(Bloomberg) -- Arm Ltd., seeking to sell shares to the public this year, can deliver sustained growth because its products are gaining ground in new markets, Chief Executive Officer Rene Haas said. 

The Cambridge, UK-based company, whose chip designs are the heart of most modern smartphones, reported revenue of $746 million in its most recent quarter, a 28% increase from the same period a year earlier. The division of Japan’s SoftBank Group Corp. has “well developed,” plans for an initial public offering by the end of the year, Haas said. 

“Arm as a company is not the Arm that people knew a few years ago,” he said Tuesday in an interview. “It’s a diversified company. The key elements that helped Arm win in smartphones are the same ingredients that help us in the automotive and data center markets.” 

The use of Arm’s designs and intellectual property is increasing because data center owners and automakers need chips that are more capable, but can work with limited access to power.
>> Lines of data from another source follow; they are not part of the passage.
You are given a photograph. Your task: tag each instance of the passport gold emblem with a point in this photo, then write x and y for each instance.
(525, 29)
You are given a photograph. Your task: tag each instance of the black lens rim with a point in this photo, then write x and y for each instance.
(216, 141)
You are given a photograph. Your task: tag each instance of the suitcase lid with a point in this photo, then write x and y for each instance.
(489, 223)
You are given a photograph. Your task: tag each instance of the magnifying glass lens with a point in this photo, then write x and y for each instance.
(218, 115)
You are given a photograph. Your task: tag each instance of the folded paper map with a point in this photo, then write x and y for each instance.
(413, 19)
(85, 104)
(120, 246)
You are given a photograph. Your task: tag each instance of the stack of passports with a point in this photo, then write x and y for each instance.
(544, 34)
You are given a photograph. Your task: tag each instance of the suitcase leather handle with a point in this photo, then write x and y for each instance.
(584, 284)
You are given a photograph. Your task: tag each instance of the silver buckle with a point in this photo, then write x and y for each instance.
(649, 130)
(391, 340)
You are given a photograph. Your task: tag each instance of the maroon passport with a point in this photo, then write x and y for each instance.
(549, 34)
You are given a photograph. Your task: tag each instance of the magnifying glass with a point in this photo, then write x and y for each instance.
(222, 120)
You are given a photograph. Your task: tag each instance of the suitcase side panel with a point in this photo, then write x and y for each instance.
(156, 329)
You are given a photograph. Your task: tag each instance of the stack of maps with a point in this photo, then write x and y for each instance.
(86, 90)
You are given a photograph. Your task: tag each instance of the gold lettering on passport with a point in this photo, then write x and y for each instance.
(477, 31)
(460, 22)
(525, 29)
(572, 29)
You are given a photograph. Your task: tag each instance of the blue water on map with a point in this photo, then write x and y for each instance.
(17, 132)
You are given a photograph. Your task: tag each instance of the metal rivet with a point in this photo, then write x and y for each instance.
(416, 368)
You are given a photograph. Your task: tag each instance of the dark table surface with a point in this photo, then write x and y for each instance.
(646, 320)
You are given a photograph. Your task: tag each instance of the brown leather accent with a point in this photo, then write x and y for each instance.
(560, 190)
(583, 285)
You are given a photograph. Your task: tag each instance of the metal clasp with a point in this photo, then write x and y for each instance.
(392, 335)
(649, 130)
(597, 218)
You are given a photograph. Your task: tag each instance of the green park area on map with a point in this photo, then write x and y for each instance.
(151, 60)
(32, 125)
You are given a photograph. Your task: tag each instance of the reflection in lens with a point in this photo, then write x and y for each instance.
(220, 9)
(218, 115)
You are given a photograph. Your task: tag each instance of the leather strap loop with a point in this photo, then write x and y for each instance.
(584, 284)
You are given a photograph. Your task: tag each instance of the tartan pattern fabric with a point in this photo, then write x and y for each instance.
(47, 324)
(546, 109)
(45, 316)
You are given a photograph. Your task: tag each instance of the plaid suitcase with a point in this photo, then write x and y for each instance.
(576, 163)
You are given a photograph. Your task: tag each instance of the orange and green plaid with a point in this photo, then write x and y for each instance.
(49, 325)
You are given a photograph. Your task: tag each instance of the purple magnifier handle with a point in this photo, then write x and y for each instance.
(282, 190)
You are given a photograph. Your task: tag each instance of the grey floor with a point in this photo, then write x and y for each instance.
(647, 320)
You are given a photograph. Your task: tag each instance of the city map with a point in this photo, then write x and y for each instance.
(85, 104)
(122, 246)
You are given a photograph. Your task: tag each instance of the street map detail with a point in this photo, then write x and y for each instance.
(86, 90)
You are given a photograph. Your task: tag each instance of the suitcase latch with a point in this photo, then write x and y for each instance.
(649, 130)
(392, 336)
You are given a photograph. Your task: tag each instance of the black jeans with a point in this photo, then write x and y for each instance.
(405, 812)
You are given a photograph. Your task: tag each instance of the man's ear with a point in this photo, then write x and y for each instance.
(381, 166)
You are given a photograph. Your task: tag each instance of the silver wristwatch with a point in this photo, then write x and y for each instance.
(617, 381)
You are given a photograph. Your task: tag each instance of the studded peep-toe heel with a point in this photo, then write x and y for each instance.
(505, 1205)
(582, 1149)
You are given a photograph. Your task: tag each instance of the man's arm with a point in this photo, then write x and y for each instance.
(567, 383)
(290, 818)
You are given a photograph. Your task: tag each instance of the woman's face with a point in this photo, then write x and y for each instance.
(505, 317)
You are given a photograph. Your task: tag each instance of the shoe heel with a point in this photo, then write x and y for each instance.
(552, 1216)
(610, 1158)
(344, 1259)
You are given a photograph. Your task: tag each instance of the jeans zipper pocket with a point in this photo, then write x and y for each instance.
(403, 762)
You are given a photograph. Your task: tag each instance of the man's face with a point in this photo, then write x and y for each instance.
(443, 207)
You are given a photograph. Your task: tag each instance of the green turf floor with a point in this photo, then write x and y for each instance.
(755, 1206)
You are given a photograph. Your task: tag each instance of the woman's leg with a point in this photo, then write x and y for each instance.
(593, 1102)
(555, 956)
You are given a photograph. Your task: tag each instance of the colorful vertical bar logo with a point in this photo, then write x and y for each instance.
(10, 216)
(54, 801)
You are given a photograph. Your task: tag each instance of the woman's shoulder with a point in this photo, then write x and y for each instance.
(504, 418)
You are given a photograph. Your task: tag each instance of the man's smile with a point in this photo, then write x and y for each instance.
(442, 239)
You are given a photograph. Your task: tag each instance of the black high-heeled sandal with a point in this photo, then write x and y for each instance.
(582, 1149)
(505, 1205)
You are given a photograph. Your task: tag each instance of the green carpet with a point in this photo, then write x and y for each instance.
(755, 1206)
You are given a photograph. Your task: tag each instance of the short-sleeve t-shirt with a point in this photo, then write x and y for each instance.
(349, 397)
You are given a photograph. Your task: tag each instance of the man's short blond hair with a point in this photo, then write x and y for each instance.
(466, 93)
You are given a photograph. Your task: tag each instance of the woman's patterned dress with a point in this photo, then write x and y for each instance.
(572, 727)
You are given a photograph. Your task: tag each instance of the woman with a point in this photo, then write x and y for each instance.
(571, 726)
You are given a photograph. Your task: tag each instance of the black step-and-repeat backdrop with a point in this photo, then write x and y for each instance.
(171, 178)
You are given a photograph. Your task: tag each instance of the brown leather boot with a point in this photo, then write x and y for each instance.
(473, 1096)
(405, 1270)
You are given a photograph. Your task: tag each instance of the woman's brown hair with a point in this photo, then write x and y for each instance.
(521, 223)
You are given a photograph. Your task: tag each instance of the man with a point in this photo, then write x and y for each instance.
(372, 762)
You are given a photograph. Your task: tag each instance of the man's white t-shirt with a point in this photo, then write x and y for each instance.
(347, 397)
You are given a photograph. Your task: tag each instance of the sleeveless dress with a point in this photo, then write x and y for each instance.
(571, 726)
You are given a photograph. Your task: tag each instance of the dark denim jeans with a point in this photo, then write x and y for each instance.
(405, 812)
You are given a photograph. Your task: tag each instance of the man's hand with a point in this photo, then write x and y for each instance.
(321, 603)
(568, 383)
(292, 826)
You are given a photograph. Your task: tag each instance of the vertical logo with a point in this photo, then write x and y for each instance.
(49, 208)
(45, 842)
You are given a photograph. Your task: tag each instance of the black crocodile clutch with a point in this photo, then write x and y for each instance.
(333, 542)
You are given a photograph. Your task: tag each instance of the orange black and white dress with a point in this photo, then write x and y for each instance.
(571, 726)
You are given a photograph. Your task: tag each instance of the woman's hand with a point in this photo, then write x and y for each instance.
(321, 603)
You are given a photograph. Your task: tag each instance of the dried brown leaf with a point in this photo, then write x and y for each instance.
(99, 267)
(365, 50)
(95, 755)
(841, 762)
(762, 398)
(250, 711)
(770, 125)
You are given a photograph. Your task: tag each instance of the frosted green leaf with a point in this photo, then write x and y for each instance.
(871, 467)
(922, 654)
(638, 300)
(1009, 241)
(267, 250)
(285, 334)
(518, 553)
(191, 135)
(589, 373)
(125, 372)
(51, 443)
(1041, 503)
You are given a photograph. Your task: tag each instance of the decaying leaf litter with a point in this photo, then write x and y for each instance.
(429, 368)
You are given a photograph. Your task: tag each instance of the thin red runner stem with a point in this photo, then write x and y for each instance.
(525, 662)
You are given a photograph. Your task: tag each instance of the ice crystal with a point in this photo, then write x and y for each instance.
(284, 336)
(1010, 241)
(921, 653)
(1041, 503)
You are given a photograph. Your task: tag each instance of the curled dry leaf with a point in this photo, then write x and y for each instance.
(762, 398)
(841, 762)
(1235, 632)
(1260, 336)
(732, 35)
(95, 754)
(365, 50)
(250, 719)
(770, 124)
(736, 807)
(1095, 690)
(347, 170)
While the smartphone market has slowed, Arm is gaining ground with new customers for processors that run the internet. 

Arm’s performance is an outlier this earnings season, in which many chipmakers, including some of the biggest users of its technology, have reported precipitous declines in revenue. Consumers and companies are cutting back on spending for infrastructure and gadgets, leading to a huge accumulation of component inventory at device makers. 

Haas said that his company’s growth is being driven by the adoption of more technology per device and higher licensing rates rather than increasing unit sales. Smartphones now have multicore processors and data centers are using more chips to run artificial intelligence workloads. Cars are increasingly home to multiple sensors and chips that provide their human drivers with more of the help and information that will eventually take over the job of piloting the vehicle. 

“I think the area we will perform well in is power efficiency,” Haas said in an interview with Bloomberg Television. “These new AI algorithms are intensive, and in a world where we don’t have that much energy to throw at a problem, it’s going to be critically important.”